For her exhibition, Lee selected about 35 original print works she began creating in 2013 that explore themes of the movement of the body and objects in space--in reference to migration, globalization, transportation, and mobility.

The show also includes a site specific collaboration titled “Yeoncheon” with composer Frank Harris and multimedia artist Aza Raskin. It features an original music score and video incorporating Lee’s prints, made with custom self-modifying video filters.

Lee noted that Yeongang Gallery and nearby Taepung Observatory are major tourist spots in the DMZ area. Since visitors have to leave their ID cards or passports at the checkpoint, she said she will be able to learn how many people might attend the exhibition, estimating about 1,000 to 1,500 visits per week, both from domestic and overseas tourists.

“Being a native Korean, the title of my exhibition--'Global Station: Until the Next Voyage'--came from my lifelong wish: a hope that this DMZ area would one day become a hub to link and reconnect the deeply divided country, people, networks, transportations and other physical infrastructures,” said Lee.

“I am thrilled to have an invitational solo show in the only art venue in this heavily armed border zone,” she added. “After visiting the DMZ, I was struck by the irony that this venue was actually very peaceful and within tranquil surroundings. Unexpectedly, I observed a very preserved and natural environment, and the gallery itself was surreal looking amidst the hidden paradise. I have shown my work actively around the globe, but I feel this might be the most unique art venue I have ever exhibited in.”

Lee said she was excited to learn that the leaders of North and South Korea had a historical meeting just one week after her exhibition opened in the DMZ.

“Coincidently, I had my first solo exhibition entitled ‘Somewhere/Irgendwo’ in Berlin last March at a gallery located in the “old” East Berlin.
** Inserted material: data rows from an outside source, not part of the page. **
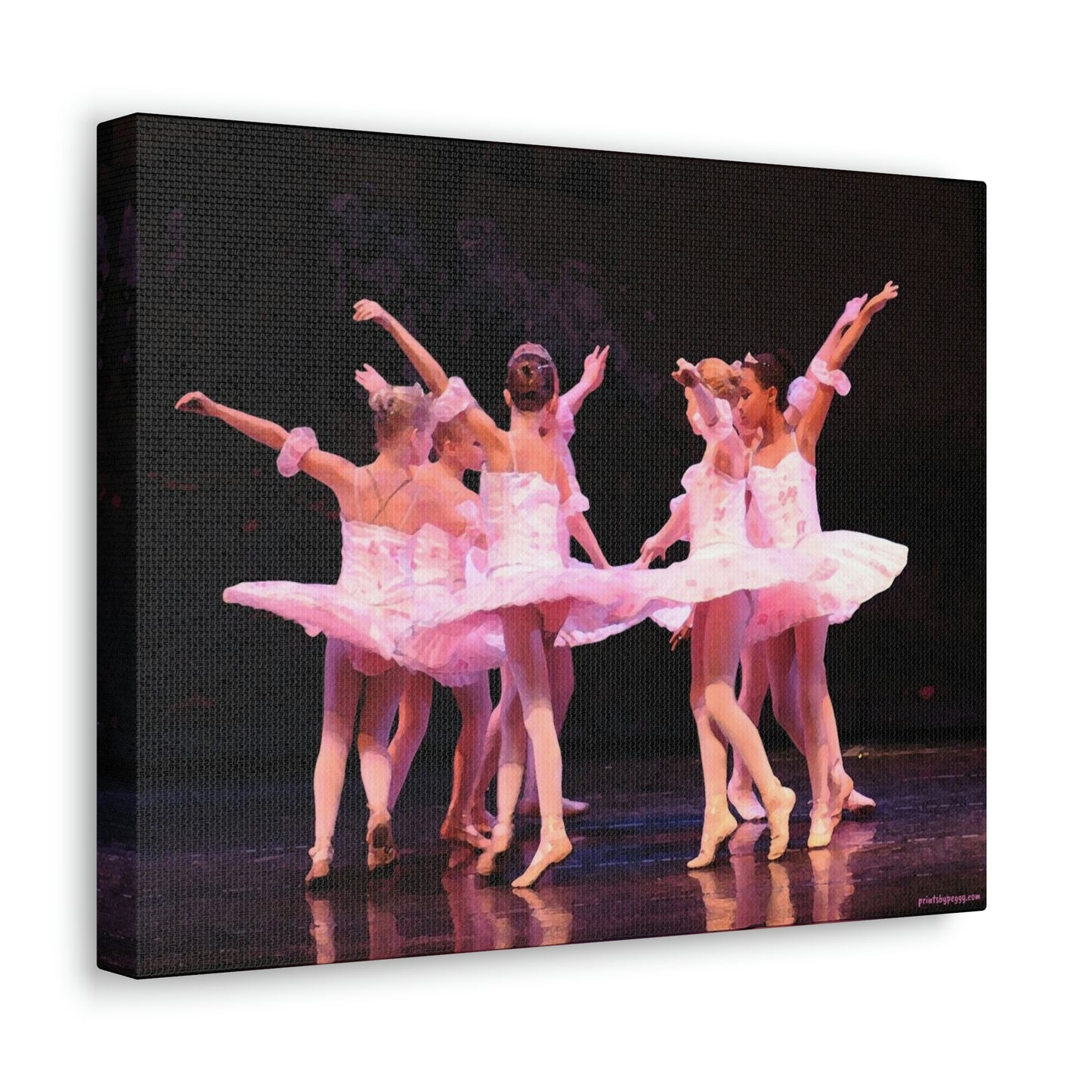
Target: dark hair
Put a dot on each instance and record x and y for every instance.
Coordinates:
(532, 378)
(448, 431)
(769, 370)
(398, 409)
During that exhibition, I met some artists and visitors, and some of them shared with me interesting and emotional stories of their own experiences of isolation from friends and family. I was moved to hear a story about the historical David Bowie concert and how it played a role in triggering an East German rebellion. After the reunification of Germany, the German government began supporting the arts more--and in many diverse ways--which helped resolve and ease the numerous and ongoing frictions and conflicts between the two old partitions.”

“Holding this exhibition during a moment of possible political and historical change is really special,” she added. “Even though I don’t define my art as ‘political art,’ I feel somewhat empowered as an artist to be a part of this big change. I truly believe art can play a profoundly meaningful role in society and be a powerful impact on human life.”

Lee has shown her work at numerous venues around the world, including solo exhibitions in Chicago, New York, Washington, D.C., Los Angeles, San Francisco, Seoul, Tokyo, Canberra, Toronto, Montreal, Shenzhen, Chengdu and Berlin. She is the director of the Contemporary Print Media Research Center at UC Santa Cruz.